There are many challenges in water management and climate change. Climate change brings additional uncertainty to the managing of water resources. Economic research has shown that uncertainty can make coordination and cooperation unsustainable in social dilemmas. Uncertainty increases the probability of bad equilibria when there are tipping points to ecological systems. Tipping points can be present in water systems from pollution, seawater intrusion, or extinction of a renewable groundwater basin. In a social dilemma, the incentive to be myopic becomes stronger with uncertainty because uncertainty makes it more likely that resource extraction exceeds a critical threshold.
Not only is uncertainty a challenge, but even knowing the specific distribution of outcomes is often tricky- this is known as ambiguity. Uncertainty and ambiguity from climate changes add a unique and challenging aspect to effective water governance.
The rules of water governance, which vary quite a bit across the world’s major groundwater basins, are designed around the incentives for stakeholders to cooperate and take up meaningful action. Elinor Ostrom’s scholarship laid the groundwork for understanding the settings for successful governance institutions, which do not rely on a centralized authority. She pioneered eight principles of managing the commons, two of which are affected by uncertainty from climate change.

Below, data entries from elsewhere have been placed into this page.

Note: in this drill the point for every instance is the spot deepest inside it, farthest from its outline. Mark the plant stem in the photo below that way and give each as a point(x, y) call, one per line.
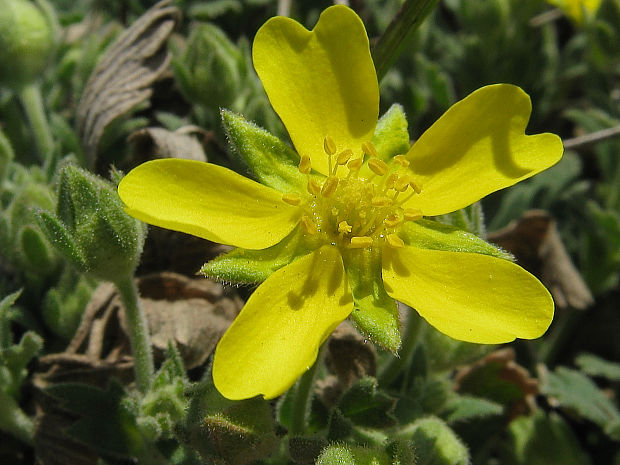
point(411, 336)
point(14, 421)
point(405, 22)
point(138, 334)
point(30, 97)
point(303, 394)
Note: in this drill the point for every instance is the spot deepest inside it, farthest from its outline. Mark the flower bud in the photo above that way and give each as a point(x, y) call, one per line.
point(90, 227)
point(27, 39)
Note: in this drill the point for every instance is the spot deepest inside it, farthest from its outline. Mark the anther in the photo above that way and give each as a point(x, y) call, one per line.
point(329, 186)
point(402, 183)
point(369, 149)
point(392, 220)
point(391, 179)
point(412, 214)
point(344, 227)
point(377, 166)
point(304, 164)
point(394, 241)
point(308, 225)
point(360, 242)
point(401, 160)
point(381, 201)
point(291, 199)
point(313, 187)
point(344, 156)
point(329, 145)
point(355, 164)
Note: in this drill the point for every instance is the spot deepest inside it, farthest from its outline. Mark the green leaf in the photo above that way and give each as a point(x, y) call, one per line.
point(545, 440)
point(391, 136)
point(365, 406)
point(105, 423)
point(375, 313)
point(255, 266)
point(575, 391)
point(435, 443)
point(463, 408)
point(272, 162)
point(596, 366)
point(430, 234)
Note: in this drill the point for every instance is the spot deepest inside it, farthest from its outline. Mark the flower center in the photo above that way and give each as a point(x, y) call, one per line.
point(354, 211)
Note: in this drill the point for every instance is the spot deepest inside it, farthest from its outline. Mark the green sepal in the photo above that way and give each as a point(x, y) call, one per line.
point(435, 442)
point(58, 235)
point(272, 162)
point(255, 266)
point(391, 136)
point(430, 234)
point(375, 313)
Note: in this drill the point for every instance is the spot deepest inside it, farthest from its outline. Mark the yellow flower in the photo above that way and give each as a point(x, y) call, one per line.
point(578, 10)
point(343, 230)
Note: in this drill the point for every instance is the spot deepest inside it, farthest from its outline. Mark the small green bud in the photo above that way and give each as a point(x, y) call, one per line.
point(210, 70)
point(26, 42)
point(90, 227)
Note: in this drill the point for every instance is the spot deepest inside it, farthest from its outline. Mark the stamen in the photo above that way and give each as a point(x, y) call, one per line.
point(369, 149)
point(381, 201)
point(377, 166)
point(344, 227)
point(313, 187)
point(308, 225)
point(402, 183)
point(355, 164)
point(344, 156)
point(304, 164)
point(394, 241)
point(291, 199)
point(401, 160)
point(390, 180)
point(329, 145)
point(329, 186)
point(392, 220)
point(360, 242)
point(412, 214)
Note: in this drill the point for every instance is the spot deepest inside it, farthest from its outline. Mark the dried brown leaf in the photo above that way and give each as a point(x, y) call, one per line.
point(124, 76)
point(535, 242)
point(152, 143)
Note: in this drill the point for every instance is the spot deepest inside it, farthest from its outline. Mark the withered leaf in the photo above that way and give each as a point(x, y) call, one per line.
point(152, 143)
point(535, 242)
point(123, 77)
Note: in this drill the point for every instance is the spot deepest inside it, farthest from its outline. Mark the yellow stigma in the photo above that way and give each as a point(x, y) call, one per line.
point(304, 164)
point(329, 186)
point(329, 145)
point(292, 199)
point(344, 227)
point(377, 166)
point(401, 160)
point(412, 214)
point(360, 242)
point(369, 149)
point(344, 156)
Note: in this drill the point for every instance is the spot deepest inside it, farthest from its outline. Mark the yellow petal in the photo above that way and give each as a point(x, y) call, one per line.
point(208, 201)
point(469, 297)
point(477, 147)
point(321, 82)
point(276, 337)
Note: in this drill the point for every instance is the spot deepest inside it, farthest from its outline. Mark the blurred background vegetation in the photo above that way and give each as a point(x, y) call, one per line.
point(550, 401)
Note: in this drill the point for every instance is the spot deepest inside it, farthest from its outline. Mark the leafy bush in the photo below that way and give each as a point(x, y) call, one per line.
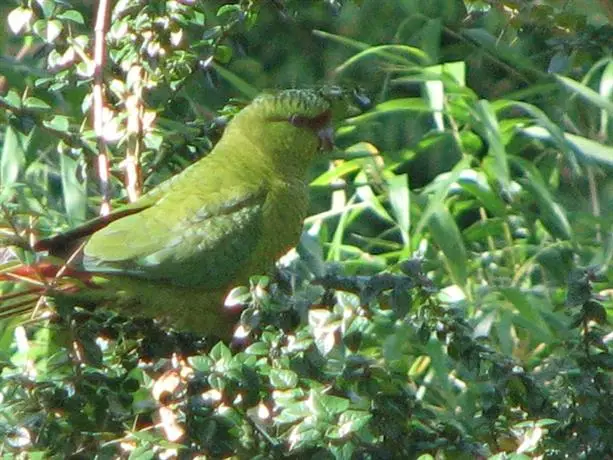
point(453, 290)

One of the core principles is the need to match the use of the commons to local conditions. With climate change, demand and supply of water may drastically change by region. Substantial changes in local conditions mean our rules must, to the best of their ability, foresee or be adaptable to these changes. Regions may experience vast differences in recharge and precipitation from historical averages. Areas highly reliant on irrigation water will need to adapt to these changes, and not just by supply-side policies. Examples of supply-side policies are adopting water-saving technology, conveyance of water through aqueducts, or desalination plants. Instead, demand-side policies will be needed to adapt to growing scarcity or changes in regional markets through water permit systems, pricing mechanisms, or water rights retirement. It is important to note that some regions may become wetter and be able to support more dryland farming as well. Current governance institutions should incorporate these large-scale changes to existing rules- yet they often do not.
Another fundamental principle of managing the commons is multi-level governance. Water management should occur across local, state, and national levels of governance. These levels of governance need to be adaptable to large-scale changes, and infrastructure projects should incorporate the environmental changes coming from climate change. The uncertain future will impact large scale projects, dams, dam removals, irrigation projects, or pipelines that move water from one basin to another. To the best of their ability, multi-level governance will need to be nimble and form rules that can be flexible to future changes in conditions.

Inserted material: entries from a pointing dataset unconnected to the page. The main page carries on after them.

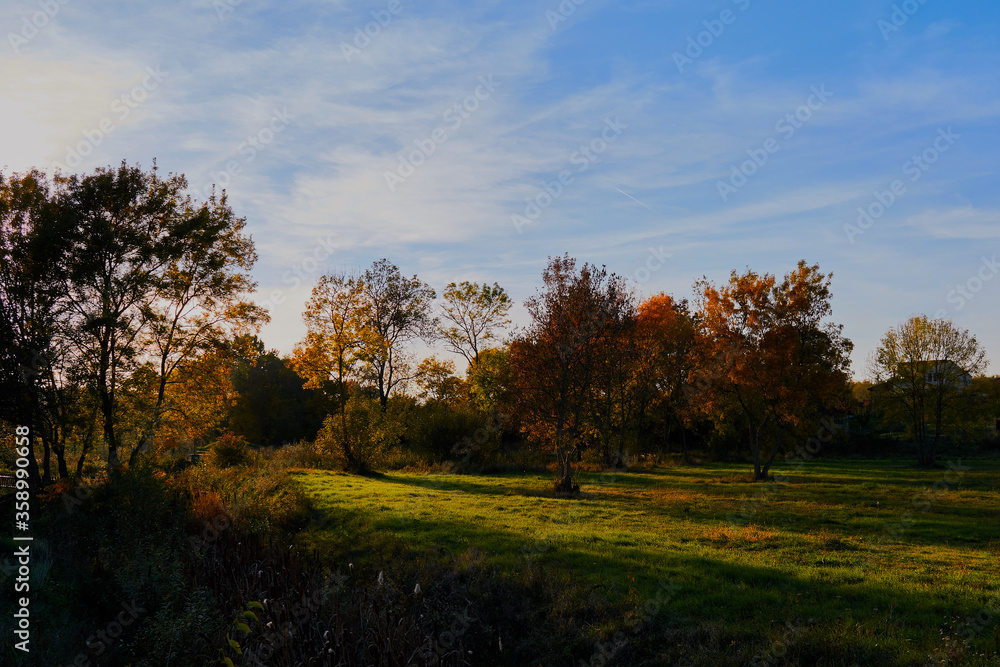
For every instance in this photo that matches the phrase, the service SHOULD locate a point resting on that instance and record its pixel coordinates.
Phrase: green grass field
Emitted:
(867, 553)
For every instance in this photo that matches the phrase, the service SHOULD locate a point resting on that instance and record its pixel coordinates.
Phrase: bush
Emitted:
(361, 436)
(230, 450)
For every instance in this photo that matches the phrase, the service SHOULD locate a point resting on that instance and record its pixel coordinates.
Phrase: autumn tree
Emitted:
(327, 358)
(922, 369)
(767, 354)
(472, 315)
(154, 277)
(554, 362)
(665, 334)
(438, 382)
(197, 301)
(33, 359)
(395, 311)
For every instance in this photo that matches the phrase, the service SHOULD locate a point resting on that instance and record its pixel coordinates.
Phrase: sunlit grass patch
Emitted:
(844, 548)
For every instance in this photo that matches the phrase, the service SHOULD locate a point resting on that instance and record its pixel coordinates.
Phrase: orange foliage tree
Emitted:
(665, 334)
(554, 362)
(766, 355)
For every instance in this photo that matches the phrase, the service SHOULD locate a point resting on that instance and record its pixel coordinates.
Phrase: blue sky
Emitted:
(667, 140)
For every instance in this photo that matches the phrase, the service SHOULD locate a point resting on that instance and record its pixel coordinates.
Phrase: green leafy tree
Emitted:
(361, 439)
(922, 370)
(472, 316)
(396, 311)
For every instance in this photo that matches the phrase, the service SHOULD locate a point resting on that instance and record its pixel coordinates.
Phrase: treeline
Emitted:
(126, 328)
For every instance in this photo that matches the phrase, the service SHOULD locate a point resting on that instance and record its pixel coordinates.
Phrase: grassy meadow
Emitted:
(839, 562)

The uncertainty about how likely future conditions will match forecasts creates ambiguity about the future. This ambiguity adds incentives for current stakeholders to be more myopic, even after considering the future costs of mismanaging water supplies, this is the cruel nature of the commons without rules or norms of behavior. Concern over future water scarcity, extreme climatic events, and the ability to make a living will also affect decision making over these resources. Increased salience to these issues uses up mental resources, referred to as mental scarcity. Mental scarcity increases myopic behavior and decision-making errors.

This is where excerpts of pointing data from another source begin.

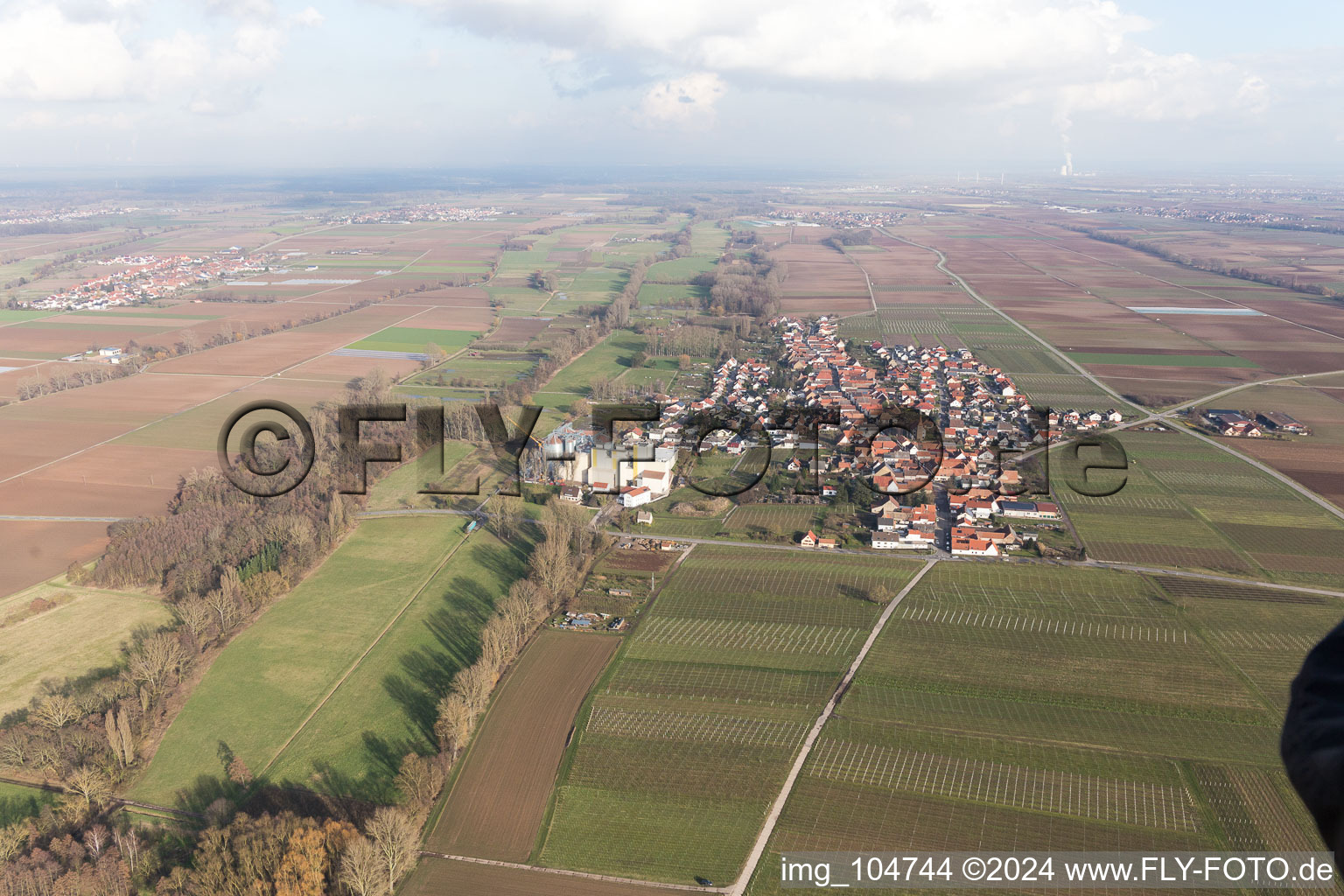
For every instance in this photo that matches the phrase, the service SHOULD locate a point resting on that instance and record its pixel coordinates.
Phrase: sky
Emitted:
(869, 87)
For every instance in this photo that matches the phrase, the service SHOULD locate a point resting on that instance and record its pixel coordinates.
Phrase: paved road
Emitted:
(764, 837)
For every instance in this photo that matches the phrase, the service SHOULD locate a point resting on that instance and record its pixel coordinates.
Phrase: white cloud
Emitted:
(683, 101)
(1068, 55)
(52, 52)
(47, 57)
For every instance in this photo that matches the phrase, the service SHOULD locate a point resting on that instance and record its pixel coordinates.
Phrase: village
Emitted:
(942, 488)
(143, 278)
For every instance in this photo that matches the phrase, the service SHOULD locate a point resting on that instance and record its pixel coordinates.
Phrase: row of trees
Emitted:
(73, 376)
(559, 562)
(750, 286)
(1211, 265)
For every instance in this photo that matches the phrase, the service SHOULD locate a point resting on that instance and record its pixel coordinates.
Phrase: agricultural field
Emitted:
(1309, 459)
(414, 339)
(499, 797)
(687, 739)
(93, 622)
(1032, 707)
(18, 802)
(434, 876)
(1184, 504)
(293, 690)
(608, 359)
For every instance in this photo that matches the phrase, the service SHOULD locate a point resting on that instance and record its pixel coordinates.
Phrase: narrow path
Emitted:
(865, 280)
(10, 517)
(360, 659)
(764, 837)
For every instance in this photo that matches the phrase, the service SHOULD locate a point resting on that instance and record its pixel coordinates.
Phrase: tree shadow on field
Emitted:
(852, 592)
(508, 564)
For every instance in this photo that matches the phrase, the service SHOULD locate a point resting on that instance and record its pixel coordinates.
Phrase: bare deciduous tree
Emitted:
(454, 723)
(156, 662)
(361, 870)
(396, 837)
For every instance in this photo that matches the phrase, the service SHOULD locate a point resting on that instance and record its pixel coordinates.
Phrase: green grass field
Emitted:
(1184, 504)
(275, 673)
(414, 339)
(1032, 705)
(680, 270)
(1161, 360)
(18, 802)
(90, 625)
(609, 358)
(652, 294)
(690, 735)
(11, 316)
(386, 708)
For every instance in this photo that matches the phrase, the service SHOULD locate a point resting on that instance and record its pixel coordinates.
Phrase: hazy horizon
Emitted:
(932, 85)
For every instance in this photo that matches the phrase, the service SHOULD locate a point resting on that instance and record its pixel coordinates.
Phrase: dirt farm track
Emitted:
(436, 876)
(496, 805)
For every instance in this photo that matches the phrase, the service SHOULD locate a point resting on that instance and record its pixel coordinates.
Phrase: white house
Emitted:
(634, 497)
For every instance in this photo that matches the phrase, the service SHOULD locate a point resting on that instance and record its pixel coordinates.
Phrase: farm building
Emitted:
(975, 549)
(1281, 422)
(636, 496)
(1030, 509)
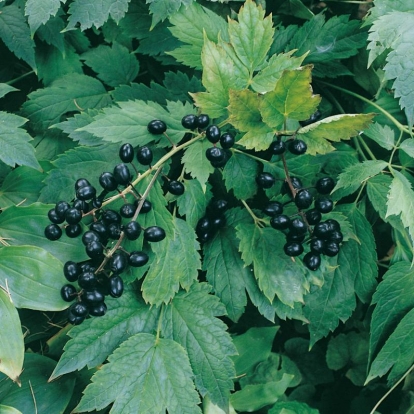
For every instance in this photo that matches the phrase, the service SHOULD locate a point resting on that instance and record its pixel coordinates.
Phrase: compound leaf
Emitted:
(191, 320)
(162, 380)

Basic social safety nets may be a practical approach to combat both ambiguities about future conditions and mental scarcity. Large infrastructure projects need to have multi-level governance input into planning and take into consideration the need for changes in allocations based on substantial region changes in supply and demand. Rules that dictate specific technologies or BMP may be the least flexible of policies in the short term. More flexible rules, like price rationing or permits, will allow for water allocations to react faster to changing local conditions.